Los cazadores introducen las especies que tienen más posibilidad de ser invasoras, por su alta reproducción y alta adaptabilidad
“En estos lugares, a los que han llamado cuarteles de caza comercial, se practica una modalidad de caza que no es más que un tiro al blanco”, asegura Miguel Ángel Hernández. Como denunciaron los Delibes, recuerda, se trata de una especie de caza de bote, “en la que no hay más que la satisfacción de apostarse y disparar como lo harías sobre un plato de tiro al blanco; la diferencia es que lo haces con un animal vivo”. Y, como pasaba en tiempos de Felipe II, se trata de personas con un gran poder adquisitivo, cuyo capricho de disparar contra los animales está generando graves daños en la biodiversidad.
“El movimiento de especies viene de hace muchos siglos”, asegura Miguel Delibes Mateos, investigador del Instituto de Estudios Sociales Avanzados (IESA-CSIC), quien cree que las prácticas de monarcas y aristócratas en el pasado quizá ayudó a establecer esta cultura de “reemplazo”. Una costumbre que ha calado entre las clases sociales más altas (como el sonado caso de los cruces de ciervos con ejemplares de Nueva Zelanda para mejorar la cornamenta) y a nivel popular. “Muchos cazadores están en contra de estas introducciones —matiza— y en algunos casos se hace por desconocimiento y sin ninguna maldad, en parte porque la sociedad actual está cada vez más alejada de la naturaleza y no sabe que estas intrusiones pueden hacer mucho daño”.
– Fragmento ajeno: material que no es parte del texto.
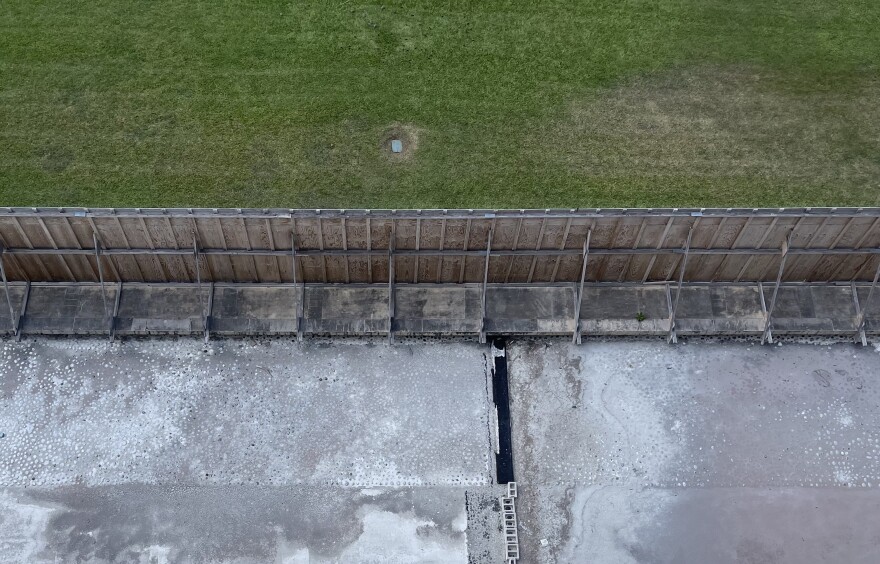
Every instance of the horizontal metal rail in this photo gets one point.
(444, 252)
(270, 213)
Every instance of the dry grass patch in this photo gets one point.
(715, 123)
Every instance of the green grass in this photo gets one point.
(513, 104)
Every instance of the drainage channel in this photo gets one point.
(501, 398)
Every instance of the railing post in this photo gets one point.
(576, 338)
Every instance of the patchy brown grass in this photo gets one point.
(736, 123)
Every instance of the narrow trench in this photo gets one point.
(501, 398)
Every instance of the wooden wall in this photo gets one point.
(437, 246)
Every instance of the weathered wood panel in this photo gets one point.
(447, 246)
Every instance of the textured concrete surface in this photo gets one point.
(429, 309)
(638, 452)
(245, 451)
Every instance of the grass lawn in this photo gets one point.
(499, 104)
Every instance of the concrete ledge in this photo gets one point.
(432, 310)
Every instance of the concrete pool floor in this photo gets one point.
(637, 452)
(252, 451)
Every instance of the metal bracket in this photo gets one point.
(576, 337)
(672, 337)
(483, 290)
(115, 311)
(860, 328)
(107, 317)
(767, 336)
(302, 290)
(391, 284)
(12, 322)
(201, 294)
(23, 310)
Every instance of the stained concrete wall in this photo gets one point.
(420, 309)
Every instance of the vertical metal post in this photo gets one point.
(12, 320)
(302, 293)
(115, 310)
(22, 311)
(576, 338)
(199, 283)
(767, 335)
(101, 278)
(672, 337)
(862, 314)
(391, 283)
(860, 335)
(483, 290)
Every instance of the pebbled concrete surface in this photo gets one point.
(638, 452)
(162, 451)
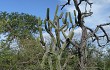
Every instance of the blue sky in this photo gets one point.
(34, 7)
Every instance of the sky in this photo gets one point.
(34, 7)
(100, 9)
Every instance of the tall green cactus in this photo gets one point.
(56, 45)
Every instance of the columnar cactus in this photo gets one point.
(57, 47)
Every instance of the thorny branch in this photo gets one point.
(79, 21)
(97, 38)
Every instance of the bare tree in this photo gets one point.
(79, 21)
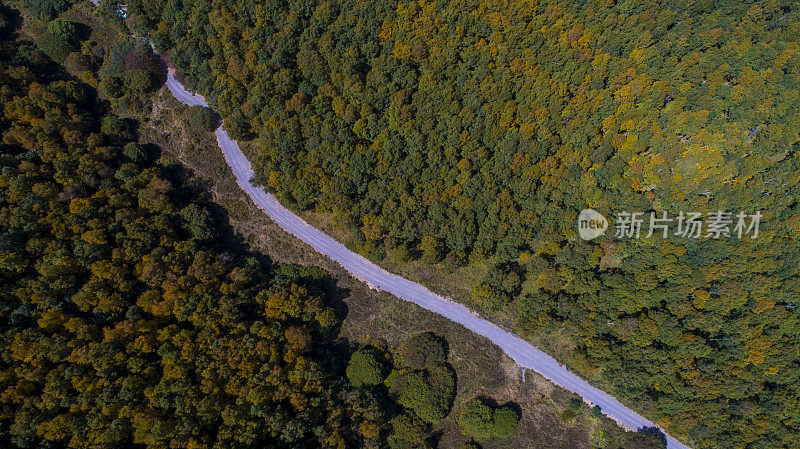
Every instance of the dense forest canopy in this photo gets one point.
(470, 130)
(131, 317)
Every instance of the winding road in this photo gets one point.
(522, 352)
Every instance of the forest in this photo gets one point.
(131, 317)
(472, 132)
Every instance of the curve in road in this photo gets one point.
(522, 352)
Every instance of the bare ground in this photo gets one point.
(382, 319)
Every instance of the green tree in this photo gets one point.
(365, 368)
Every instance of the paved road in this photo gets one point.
(522, 352)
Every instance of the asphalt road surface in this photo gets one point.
(522, 352)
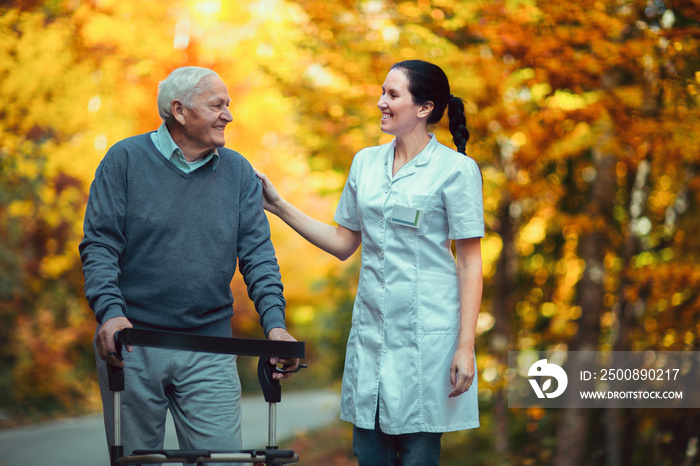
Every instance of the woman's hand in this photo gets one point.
(271, 198)
(462, 371)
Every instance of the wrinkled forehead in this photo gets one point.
(396, 79)
(212, 87)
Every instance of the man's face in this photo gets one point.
(208, 115)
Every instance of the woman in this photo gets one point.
(410, 370)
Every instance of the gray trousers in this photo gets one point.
(201, 390)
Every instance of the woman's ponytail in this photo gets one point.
(458, 123)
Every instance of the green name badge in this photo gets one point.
(406, 216)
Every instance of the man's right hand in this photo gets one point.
(106, 348)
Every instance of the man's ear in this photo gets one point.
(425, 109)
(177, 109)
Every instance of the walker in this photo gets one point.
(271, 389)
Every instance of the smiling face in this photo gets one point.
(400, 115)
(204, 121)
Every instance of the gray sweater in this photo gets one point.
(161, 246)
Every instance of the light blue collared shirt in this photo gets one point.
(165, 144)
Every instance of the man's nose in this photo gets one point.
(227, 115)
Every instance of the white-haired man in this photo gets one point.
(170, 215)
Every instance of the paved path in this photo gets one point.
(81, 441)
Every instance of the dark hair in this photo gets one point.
(428, 83)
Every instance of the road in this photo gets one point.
(82, 442)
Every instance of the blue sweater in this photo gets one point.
(161, 246)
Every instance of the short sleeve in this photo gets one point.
(464, 201)
(346, 213)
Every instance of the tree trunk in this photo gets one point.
(572, 435)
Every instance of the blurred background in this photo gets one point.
(583, 118)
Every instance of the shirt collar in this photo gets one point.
(167, 146)
(421, 158)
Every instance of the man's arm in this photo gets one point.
(102, 245)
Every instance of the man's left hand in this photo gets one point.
(290, 364)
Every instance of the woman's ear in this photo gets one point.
(425, 109)
(177, 109)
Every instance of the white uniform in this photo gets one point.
(405, 321)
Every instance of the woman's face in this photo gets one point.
(400, 116)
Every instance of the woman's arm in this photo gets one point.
(470, 278)
(339, 241)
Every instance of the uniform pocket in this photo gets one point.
(410, 214)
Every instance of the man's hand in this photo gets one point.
(280, 334)
(106, 347)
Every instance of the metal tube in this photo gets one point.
(117, 419)
(272, 425)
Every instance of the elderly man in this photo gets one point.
(170, 215)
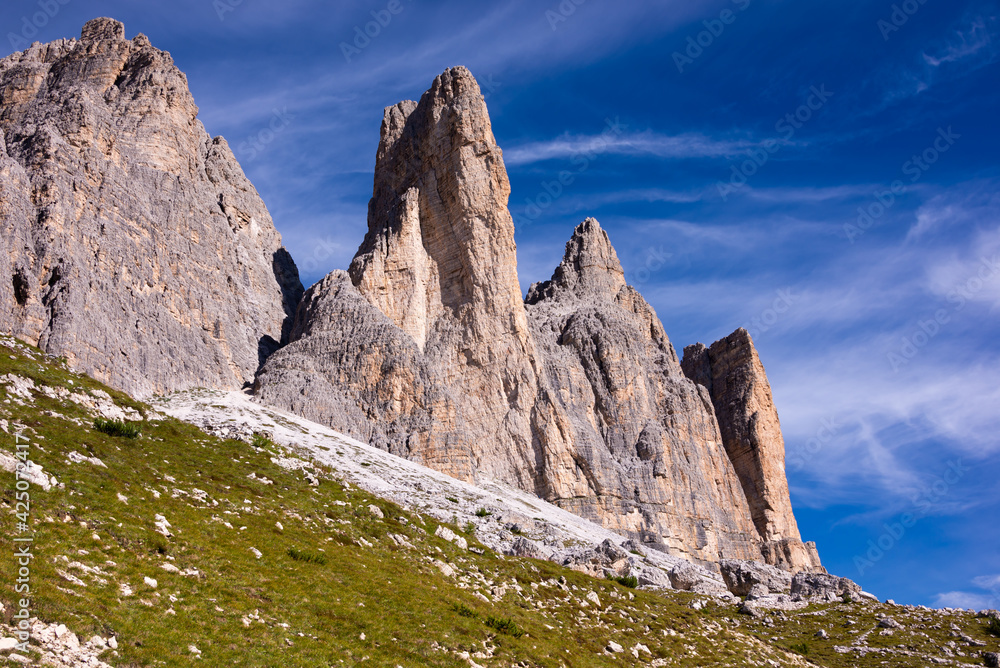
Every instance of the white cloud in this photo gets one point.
(963, 599)
(991, 582)
(681, 146)
(977, 35)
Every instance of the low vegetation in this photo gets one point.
(254, 566)
(118, 428)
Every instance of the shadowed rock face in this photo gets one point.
(448, 368)
(644, 436)
(130, 240)
(425, 348)
(732, 373)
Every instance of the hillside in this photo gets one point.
(179, 546)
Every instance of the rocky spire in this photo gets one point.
(733, 374)
(429, 351)
(132, 243)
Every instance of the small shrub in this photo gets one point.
(308, 557)
(465, 611)
(504, 625)
(118, 428)
(261, 442)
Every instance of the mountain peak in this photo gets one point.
(590, 266)
(101, 29)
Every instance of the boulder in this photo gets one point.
(742, 576)
(823, 585)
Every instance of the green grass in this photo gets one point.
(801, 648)
(261, 442)
(118, 428)
(318, 595)
(629, 581)
(504, 625)
(308, 557)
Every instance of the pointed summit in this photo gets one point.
(439, 253)
(590, 266)
(734, 376)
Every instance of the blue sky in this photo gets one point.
(728, 148)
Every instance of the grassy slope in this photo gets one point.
(378, 605)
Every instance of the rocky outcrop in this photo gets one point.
(644, 435)
(742, 576)
(425, 351)
(732, 373)
(131, 242)
(425, 348)
(822, 585)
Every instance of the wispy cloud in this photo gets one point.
(970, 46)
(963, 599)
(680, 146)
(977, 39)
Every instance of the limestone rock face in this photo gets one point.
(732, 373)
(426, 348)
(644, 435)
(441, 363)
(132, 243)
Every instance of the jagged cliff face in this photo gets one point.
(425, 348)
(132, 243)
(644, 435)
(734, 376)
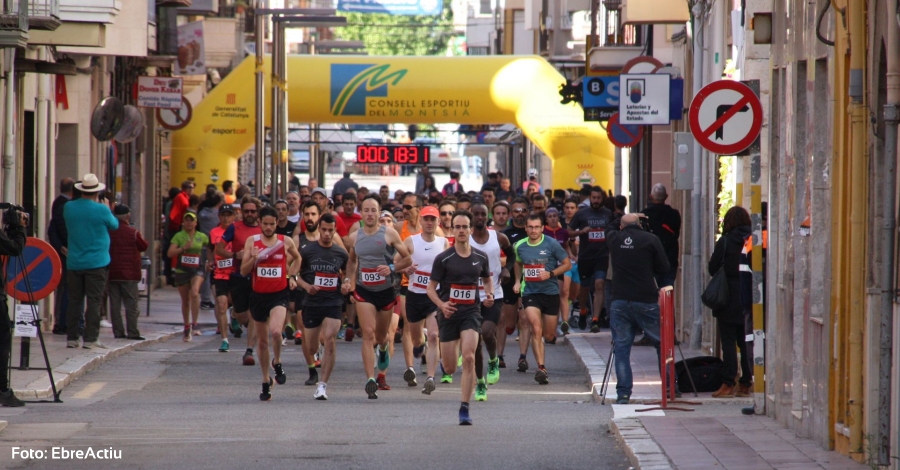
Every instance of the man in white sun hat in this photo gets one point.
(89, 221)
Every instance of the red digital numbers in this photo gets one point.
(393, 154)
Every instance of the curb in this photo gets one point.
(75, 367)
(642, 451)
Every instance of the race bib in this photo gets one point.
(481, 282)
(533, 272)
(190, 261)
(325, 281)
(597, 235)
(462, 294)
(269, 272)
(420, 279)
(371, 277)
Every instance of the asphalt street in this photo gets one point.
(180, 405)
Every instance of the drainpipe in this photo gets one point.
(886, 339)
(858, 177)
(9, 124)
(696, 203)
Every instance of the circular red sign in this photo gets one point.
(715, 105)
(42, 265)
(623, 135)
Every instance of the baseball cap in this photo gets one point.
(429, 211)
(121, 209)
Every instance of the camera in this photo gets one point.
(13, 214)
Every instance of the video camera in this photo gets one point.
(13, 214)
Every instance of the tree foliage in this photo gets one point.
(392, 35)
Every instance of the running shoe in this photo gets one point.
(382, 382)
(429, 386)
(248, 358)
(280, 377)
(320, 391)
(410, 377)
(493, 371)
(464, 419)
(372, 389)
(266, 394)
(384, 358)
(481, 392)
(313, 377)
(523, 365)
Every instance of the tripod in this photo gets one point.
(35, 321)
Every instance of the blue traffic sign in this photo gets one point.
(42, 271)
(600, 97)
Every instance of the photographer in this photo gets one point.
(12, 242)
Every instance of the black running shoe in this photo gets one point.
(313, 377)
(279, 373)
(372, 389)
(266, 394)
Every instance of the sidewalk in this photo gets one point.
(67, 364)
(713, 436)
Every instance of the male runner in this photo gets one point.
(222, 269)
(239, 285)
(322, 269)
(458, 271)
(272, 261)
(370, 270)
(589, 225)
(541, 259)
(509, 316)
(420, 310)
(494, 245)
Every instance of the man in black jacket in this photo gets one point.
(636, 257)
(12, 242)
(58, 236)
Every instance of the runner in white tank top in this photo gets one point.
(495, 244)
(420, 310)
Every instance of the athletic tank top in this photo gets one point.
(423, 256)
(270, 273)
(492, 249)
(224, 266)
(371, 252)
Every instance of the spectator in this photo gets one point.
(125, 247)
(636, 257)
(453, 186)
(57, 236)
(730, 319)
(88, 220)
(344, 184)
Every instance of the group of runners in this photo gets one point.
(460, 274)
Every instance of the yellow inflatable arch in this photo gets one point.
(522, 90)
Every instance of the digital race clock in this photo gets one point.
(393, 154)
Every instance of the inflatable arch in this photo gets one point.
(522, 90)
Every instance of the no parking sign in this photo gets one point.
(42, 266)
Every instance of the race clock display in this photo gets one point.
(400, 154)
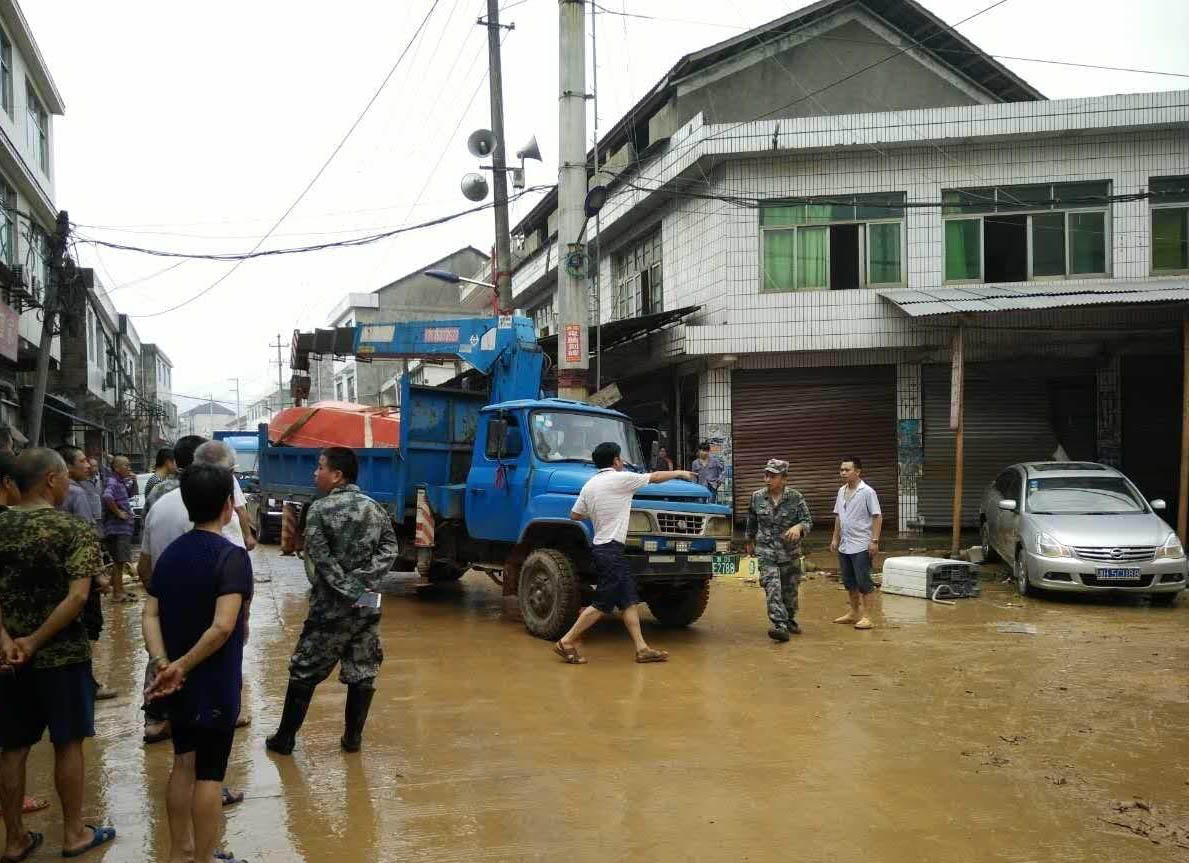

“Las clases poderosas siempre han tratado de diferenciarse del común de los mortales a través de la posesión de elementos exclusivo”, resume Clavero. “Y los animales son a menudo una parte de esas deseadas posesiones exclusivas, lo que explica históricamente la introducción de todas estas especies”. “Es muy llamativo que muchos de quienes han facilitado esta entrada se arroguen el papel de valedores de la conservación de la naturaleza, cuando los datos nos dicen totalmente contrario”, concluye Hernández. “La caza ha alterado muy significativamente los hábitats naturales, los ha contaminado con munición de plomo y quienes viven de ella no son capaces ni siquiera de gestionar correctamente las especies que son el núcleo de su actividad”.